The easy path is to have more video conference calls, as a replacement default way to communicate. We can load up our schedules with these calls and pretend we live in a pre-Coronavirus world. This might be workable except we’ll depend even more on the whims of internet connectivity to keep our video and audio at good enough quality, while we are forced to compensate for the drawbacks. Additionally, we’d lose the ability to have side conversations and certain nuances of speech and movement would be blunted.

The hard path is to embrace thoughtful written content with actionable outcomes as our new default way to communicate. The unfortunate reality is that many of us are less comfortable with writing our thoughts than with speaking them. This is a discomfort that is worth overcoming and will improve not only how others perceive your message but it will improve the thinking behind your message, too.

In the technology world there is a nauseatingly computational word for this: asynchronous communication. All it means is that you don’t burden your interlocutor with the expectation that they will respond in the moment. This will be a great relief to them and will also let you get a more thought-out reply from them.

And yes, it is hard. It means that the initial investment of effort is greater to experiment with this way, but that the benefits of success are potentially outsized as well. If we all spend more of our time deeply reflecting and giving each other well-crafted prose rather than off-the-cuff reactions, we can make decisions once and for all, we can decrease our anxiety, and we can increase our confidence in the decisions. This will remain true after Coronavirus is no longer a dire threat and we’ve mostly returned to a new normal. It is in this way that remote work can teach us lessons to work better, even and especially if we’re co-located again.
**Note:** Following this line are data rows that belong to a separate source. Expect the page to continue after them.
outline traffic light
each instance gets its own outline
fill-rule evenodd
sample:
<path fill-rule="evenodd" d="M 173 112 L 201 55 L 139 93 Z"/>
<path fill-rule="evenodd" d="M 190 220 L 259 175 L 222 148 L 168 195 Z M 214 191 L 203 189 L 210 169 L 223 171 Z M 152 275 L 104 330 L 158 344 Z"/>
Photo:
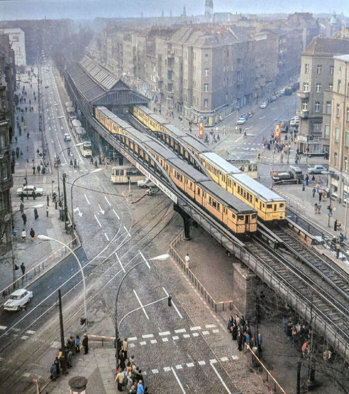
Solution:
<path fill-rule="evenodd" d="M 172 297 L 171 296 L 169 296 L 167 299 L 169 302 L 169 306 L 172 306 Z"/>

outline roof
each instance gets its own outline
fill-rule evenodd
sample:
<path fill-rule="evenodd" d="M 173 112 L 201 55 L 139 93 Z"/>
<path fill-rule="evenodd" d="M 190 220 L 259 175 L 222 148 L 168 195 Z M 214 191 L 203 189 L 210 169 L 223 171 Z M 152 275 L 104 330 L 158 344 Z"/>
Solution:
<path fill-rule="evenodd" d="M 243 173 L 230 175 L 230 178 L 238 182 L 240 185 L 245 187 L 250 193 L 252 193 L 259 198 L 268 201 L 285 200 L 285 198 L 283 198 L 272 190 L 268 189 L 268 188 L 266 188 L 259 182 L 255 181 L 249 175 Z"/>
<path fill-rule="evenodd" d="M 349 52 L 349 51 L 348 51 L 348 52 Z M 349 54 L 342 55 L 341 56 L 334 56 L 334 58 L 337 60 L 342 60 L 342 61 L 349 62 Z"/>
<path fill-rule="evenodd" d="M 241 172 L 238 168 L 230 164 L 224 159 L 218 156 L 216 153 L 209 152 L 202 153 L 201 157 L 206 162 L 212 163 L 212 165 L 218 168 L 223 174 L 241 174 Z"/>
<path fill-rule="evenodd" d="M 242 213 L 245 212 L 256 212 L 255 209 L 251 208 L 249 205 L 241 201 L 240 198 L 227 192 L 221 186 L 213 181 L 207 180 L 205 182 L 199 183 L 200 186 L 206 192 L 209 193 L 221 203 L 228 206 L 236 213 Z"/>
<path fill-rule="evenodd" d="M 305 56 L 332 57 L 349 53 L 349 40 L 333 37 L 314 37 L 303 52 Z"/>

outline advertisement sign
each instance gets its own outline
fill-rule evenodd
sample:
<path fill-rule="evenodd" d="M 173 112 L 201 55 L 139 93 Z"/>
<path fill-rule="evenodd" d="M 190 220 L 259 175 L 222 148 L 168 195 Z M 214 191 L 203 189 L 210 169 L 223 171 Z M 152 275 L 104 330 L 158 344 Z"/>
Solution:
<path fill-rule="evenodd" d="M 275 139 L 278 140 L 281 138 L 281 125 L 278 123 L 275 125 Z"/>
<path fill-rule="evenodd" d="M 199 122 L 199 138 L 200 139 L 203 138 L 203 122 Z"/>

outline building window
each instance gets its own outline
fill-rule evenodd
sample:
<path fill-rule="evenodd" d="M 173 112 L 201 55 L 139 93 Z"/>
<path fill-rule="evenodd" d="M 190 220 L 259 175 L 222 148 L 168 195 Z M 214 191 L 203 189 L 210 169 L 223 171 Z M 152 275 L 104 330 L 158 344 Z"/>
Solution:
<path fill-rule="evenodd" d="M 335 142 L 338 142 L 340 140 L 340 128 L 335 129 Z"/>
<path fill-rule="evenodd" d="M 326 115 L 331 114 L 331 102 L 326 101 Z"/>

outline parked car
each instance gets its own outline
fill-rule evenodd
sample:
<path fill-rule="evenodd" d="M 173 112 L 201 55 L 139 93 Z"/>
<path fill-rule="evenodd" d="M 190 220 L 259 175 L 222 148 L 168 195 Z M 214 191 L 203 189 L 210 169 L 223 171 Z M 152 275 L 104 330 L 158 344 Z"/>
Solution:
<path fill-rule="evenodd" d="M 139 188 L 145 189 L 146 188 L 154 188 L 155 187 L 155 185 L 149 179 L 149 178 L 146 178 L 145 179 L 142 179 L 140 181 L 137 181 L 137 186 L 138 186 Z"/>
<path fill-rule="evenodd" d="M 9 299 L 3 304 L 3 309 L 5 311 L 19 311 L 24 308 L 32 298 L 32 292 L 18 289 L 10 295 Z"/>
<path fill-rule="evenodd" d="M 35 188 L 31 185 L 28 185 L 27 186 L 23 186 L 22 188 L 20 188 L 17 189 L 16 194 L 17 196 L 20 197 L 21 196 L 26 196 L 27 190 L 28 191 L 28 195 L 32 196 L 33 191 L 35 192 L 36 196 L 42 196 L 43 194 L 43 189 L 41 188 Z"/>
<path fill-rule="evenodd" d="M 314 166 L 313 167 L 309 167 L 308 169 L 308 174 L 321 174 L 323 171 L 327 171 L 327 169 L 320 164 Z"/>
<path fill-rule="evenodd" d="M 243 125 L 243 124 L 246 122 L 246 119 L 245 118 L 239 118 L 239 120 L 237 121 L 238 125 Z"/>

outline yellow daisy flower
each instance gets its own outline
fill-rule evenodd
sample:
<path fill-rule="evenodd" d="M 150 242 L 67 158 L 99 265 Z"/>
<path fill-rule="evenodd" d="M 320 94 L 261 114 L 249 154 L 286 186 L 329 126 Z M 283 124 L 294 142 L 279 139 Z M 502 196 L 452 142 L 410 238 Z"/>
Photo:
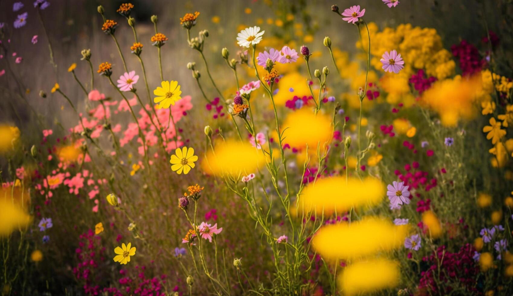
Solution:
<path fill-rule="evenodd" d="M 194 162 L 198 160 L 198 156 L 194 155 L 194 148 L 184 147 L 174 151 L 174 154 L 171 155 L 171 169 L 180 174 L 182 172 L 187 174 L 191 168 L 194 167 Z"/>
<path fill-rule="evenodd" d="M 153 102 L 159 103 L 159 108 L 169 108 L 170 105 L 174 105 L 174 103 L 182 98 L 180 95 L 180 86 L 178 82 L 174 81 L 163 81 L 162 87 L 157 87 L 153 90 L 153 94 L 156 95 L 153 99 Z"/>
<path fill-rule="evenodd" d="M 128 243 L 128 245 L 125 244 L 121 245 L 123 249 L 116 247 L 114 252 L 117 254 L 117 255 L 114 258 L 114 262 L 119 262 L 120 264 L 126 264 L 130 262 L 130 256 L 135 254 L 135 247 L 131 248 L 131 243 Z"/>

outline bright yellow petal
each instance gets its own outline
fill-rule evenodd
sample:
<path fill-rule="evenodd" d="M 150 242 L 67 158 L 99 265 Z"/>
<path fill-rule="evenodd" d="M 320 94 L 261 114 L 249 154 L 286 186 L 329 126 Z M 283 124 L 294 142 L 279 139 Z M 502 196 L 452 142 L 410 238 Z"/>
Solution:
<path fill-rule="evenodd" d="M 121 248 L 116 247 L 116 248 L 114 249 L 114 252 L 121 255 L 123 253 L 123 250 L 121 249 Z"/>

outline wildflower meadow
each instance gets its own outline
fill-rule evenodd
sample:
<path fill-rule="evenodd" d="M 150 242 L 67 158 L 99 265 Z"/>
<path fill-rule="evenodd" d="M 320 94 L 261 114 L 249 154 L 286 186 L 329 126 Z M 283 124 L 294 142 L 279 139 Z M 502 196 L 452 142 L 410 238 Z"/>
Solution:
<path fill-rule="evenodd" d="M 0 1 L 0 295 L 513 294 L 512 15 Z"/>

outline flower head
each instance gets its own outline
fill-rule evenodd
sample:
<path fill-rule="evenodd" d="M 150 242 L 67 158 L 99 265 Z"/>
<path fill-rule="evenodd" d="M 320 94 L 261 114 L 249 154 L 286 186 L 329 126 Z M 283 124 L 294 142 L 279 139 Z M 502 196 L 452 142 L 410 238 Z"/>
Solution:
<path fill-rule="evenodd" d="M 397 74 L 399 73 L 401 69 L 404 68 L 404 61 L 401 57 L 401 54 L 398 54 L 397 51 L 395 49 L 389 53 L 385 51 L 380 61 L 383 64 L 383 69 L 385 72 Z"/>
<path fill-rule="evenodd" d="M 137 83 L 139 80 L 139 75 L 135 75 L 135 71 L 131 71 L 128 73 L 120 76 L 117 80 L 117 87 L 121 91 L 130 91 L 133 89 L 133 85 Z"/>
<path fill-rule="evenodd" d="M 194 167 L 194 162 L 198 160 L 198 156 L 194 155 L 194 148 L 186 147 L 178 148 L 174 151 L 174 154 L 171 155 L 169 162 L 172 165 L 171 169 L 180 174 L 183 172 L 187 174 Z"/>
<path fill-rule="evenodd" d="M 206 222 L 202 222 L 200 226 L 198 227 L 200 231 L 200 236 L 208 240 L 210 242 L 212 242 L 212 238 L 213 234 L 219 234 L 223 231 L 223 227 L 218 229 L 218 224 L 215 223 L 214 226 L 209 224 Z"/>
<path fill-rule="evenodd" d="M 163 81 L 161 87 L 157 87 L 153 90 L 153 94 L 157 96 L 153 98 L 153 102 L 159 104 L 159 109 L 169 108 L 169 106 L 174 106 L 182 97 L 182 91 L 178 82 L 174 81 Z"/>
<path fill-rule="evenodd" d="M 421 239 L 419 234 L 413 234 L 404 240 L 404 247 L 410 250 L 418 251 L 421 247 Z"/>
<path fill-rule="evenodd" d="M 135 254 L 135 247 L 131 247 L 131 243 L 128 243 L 128 245 L 123 243 L 121 246 L 123 248 L 116 247 L 114 249 L 114 252 L 117 255 L 114 258 L 114 262 L 119 262 L 120 264 L 126 264 L 130 262 L 130 256 Z"/>
<path fill-rule="evenodd" d="M 390 203 L 391 205 L 398 206 L 399 205 L 407 205 L 410 203 L 410 192 L 408 191 L 409 186 L 404 186 L 404 182 L 393 181 L 392 185 L 388 184 L 387 186 L 388 191 L 386 195 L 388 196 Z"/>
<path fill-rule="evenodd" d="M 354 5 L 344 10 L 344 12 L 342 12 L 342 15 L 346 16 L 346 17 L 343 17 L 342 19 L 347 21 L 347 23 L 354 24 L 359 21 L 359 18 L 362 17 L 365 14 L 365 9 L 360 11 L 360 5 Z"/>
<path fill-rule="evenodd" d="M 298 57 L 299 57 L 299 55 L 298 55 L 298 53 L 295 51 L 295 49 L 292 49 L 285 45 L 282 48 L 278 62 L 282 64 L 295 63 L 298 60 Z"/>
<path fill-rule="evenodd" d="M 250 45 L 255 45 L 262 41 L 262 35 L 265 31 L 260 32 L 260 27 L 246 28 L 237 34 L 237 44 L 243 47 L 249 47 Z"/>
For When We Don’t Want to Work From Home

What does this mean to our physical environment? The open office, our controversial norm in 21st century office spaces, assumes that there is a benefit to breaking down the cubicle walls that used to divide us. Tear the walls down and people will speak more freely and collaboration will spontaneously ensue, or so the thinking goes. What if our new model for communication, one that grants primacy to writing rather than speaking, demands a different floor plan? Perhaps the walls of private study rooms in university libraries should be our model.

These walls allow us to optionally submerge ourselves into our thought work for periods of time. If we dispose of the “one desk per employee” rule that is so commonly applied, we might find more square footage in which to have private rooms on the one hand, but larger and more comfortable common areas too.

There are also health reasons for spreading out and putting walls (perhaps transparent ones) between employees, as explained in this New York Times article. Again, the constraint can guide us: we’re incentivized to try a healthier option for our physical space and this option may gracefully elide with a different mode of working, one based on reflective writing as a default rather than reflexive conversation.